Archivematica can handle large files (or large volumes of small files) but its abilities in this area are very much dependent on the processing power that has been allocated to it. Users of Archivematica should be aware of the capabilities of their own implementation and be prepared to establish a cut off point over which data files of a certain size may not be processed, or may need to be processed in a different way.

Archivematica uses the PREMIS metadata standard to record rights metadata. Rights metadata can be added for the Submission Information Package as a whole rather than in a granular fashion. This is not ideal for research data for which there are likely to be different levels of sensitivity for different elements within the final submitted dataset. The Archivematica manual suggests that fuller rights information would be added to the access system (outside of Archivematica)[5].

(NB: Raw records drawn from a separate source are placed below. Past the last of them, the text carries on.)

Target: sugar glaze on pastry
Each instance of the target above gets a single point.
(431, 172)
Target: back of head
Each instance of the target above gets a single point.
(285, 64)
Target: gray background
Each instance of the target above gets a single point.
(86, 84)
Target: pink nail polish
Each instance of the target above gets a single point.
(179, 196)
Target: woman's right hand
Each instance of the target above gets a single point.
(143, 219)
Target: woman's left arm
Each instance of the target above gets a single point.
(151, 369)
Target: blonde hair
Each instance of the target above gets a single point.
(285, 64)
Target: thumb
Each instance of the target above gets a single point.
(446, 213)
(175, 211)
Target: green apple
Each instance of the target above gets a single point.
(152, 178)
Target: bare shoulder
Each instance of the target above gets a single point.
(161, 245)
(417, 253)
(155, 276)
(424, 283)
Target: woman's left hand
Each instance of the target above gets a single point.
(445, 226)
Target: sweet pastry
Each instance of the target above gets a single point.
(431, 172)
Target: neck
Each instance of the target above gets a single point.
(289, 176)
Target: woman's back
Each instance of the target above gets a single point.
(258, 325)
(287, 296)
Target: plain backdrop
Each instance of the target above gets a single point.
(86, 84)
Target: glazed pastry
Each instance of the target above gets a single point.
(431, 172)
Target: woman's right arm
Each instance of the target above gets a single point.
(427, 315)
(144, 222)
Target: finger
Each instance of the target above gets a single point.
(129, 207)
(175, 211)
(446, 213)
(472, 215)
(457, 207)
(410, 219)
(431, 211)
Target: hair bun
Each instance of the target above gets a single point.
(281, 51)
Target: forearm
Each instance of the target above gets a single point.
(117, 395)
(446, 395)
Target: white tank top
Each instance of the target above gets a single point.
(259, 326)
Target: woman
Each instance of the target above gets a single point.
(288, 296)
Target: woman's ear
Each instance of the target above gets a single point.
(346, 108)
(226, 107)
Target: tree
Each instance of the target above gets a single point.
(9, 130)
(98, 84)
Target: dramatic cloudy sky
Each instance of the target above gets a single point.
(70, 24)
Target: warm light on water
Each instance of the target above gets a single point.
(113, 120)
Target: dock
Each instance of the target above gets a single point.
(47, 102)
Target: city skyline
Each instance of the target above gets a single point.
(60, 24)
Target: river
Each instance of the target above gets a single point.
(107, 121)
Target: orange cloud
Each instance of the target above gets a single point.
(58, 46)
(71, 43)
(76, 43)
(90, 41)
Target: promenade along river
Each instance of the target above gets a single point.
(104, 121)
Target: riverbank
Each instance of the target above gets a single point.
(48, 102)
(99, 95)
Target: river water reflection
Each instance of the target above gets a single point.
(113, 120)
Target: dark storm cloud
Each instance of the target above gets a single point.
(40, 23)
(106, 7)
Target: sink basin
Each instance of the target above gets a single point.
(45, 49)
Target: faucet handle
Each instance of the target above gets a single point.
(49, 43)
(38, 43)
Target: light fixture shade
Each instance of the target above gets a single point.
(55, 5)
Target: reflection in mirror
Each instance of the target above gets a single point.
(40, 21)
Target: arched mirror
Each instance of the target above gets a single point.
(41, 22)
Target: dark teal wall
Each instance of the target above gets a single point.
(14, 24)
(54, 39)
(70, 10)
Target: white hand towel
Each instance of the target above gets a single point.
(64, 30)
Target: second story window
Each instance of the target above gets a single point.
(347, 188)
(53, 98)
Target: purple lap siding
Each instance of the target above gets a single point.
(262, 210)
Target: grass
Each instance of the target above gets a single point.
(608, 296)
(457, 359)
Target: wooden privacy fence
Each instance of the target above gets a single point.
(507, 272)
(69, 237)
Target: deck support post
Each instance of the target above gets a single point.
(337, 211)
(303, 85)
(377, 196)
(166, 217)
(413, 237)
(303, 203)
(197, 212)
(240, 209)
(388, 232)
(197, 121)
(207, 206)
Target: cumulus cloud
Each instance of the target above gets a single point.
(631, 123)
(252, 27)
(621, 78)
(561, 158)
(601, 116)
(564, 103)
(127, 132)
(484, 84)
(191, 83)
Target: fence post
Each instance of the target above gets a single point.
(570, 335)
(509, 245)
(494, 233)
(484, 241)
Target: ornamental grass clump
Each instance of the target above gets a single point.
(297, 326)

The use of Archival Information Collections (AICs) in Archivematica enables the loose association of groups of related Archival Information Packages (AIPs). This may be a useful feature for research data where different versions of a dataset or parts of a dataset are deposited at different times but are all associated with the same research project.

Archivematica is a suitable tool for preserving data of unknown value. Workflows within Archivematica and the processing of a transferred dataset from a Submission Information Package (SIP) to an Archival Information Package (AIP) can be automated. This means that some control over the data and a level of confidence that the data is being looked after adequately can be gained, without expending a large amount of staff time on curating the data in a manual fashion. If the value of the data is seen to increase (by frequent requests to access that data or as a result of assessment by curatorial staff) further efforts can be made to preserve the data using the AIP re-ingest feature and perhaps by carrying out a level of manual curation. The extent of automation within Archivematica can be configured so staff are able to treat datasets in different ways as appropriate. Institutions may have a range of approaches here, but the levels of automation that are possible provide a compelling argument for the adoption of Archivematica if few staff resources are available for manual preservation.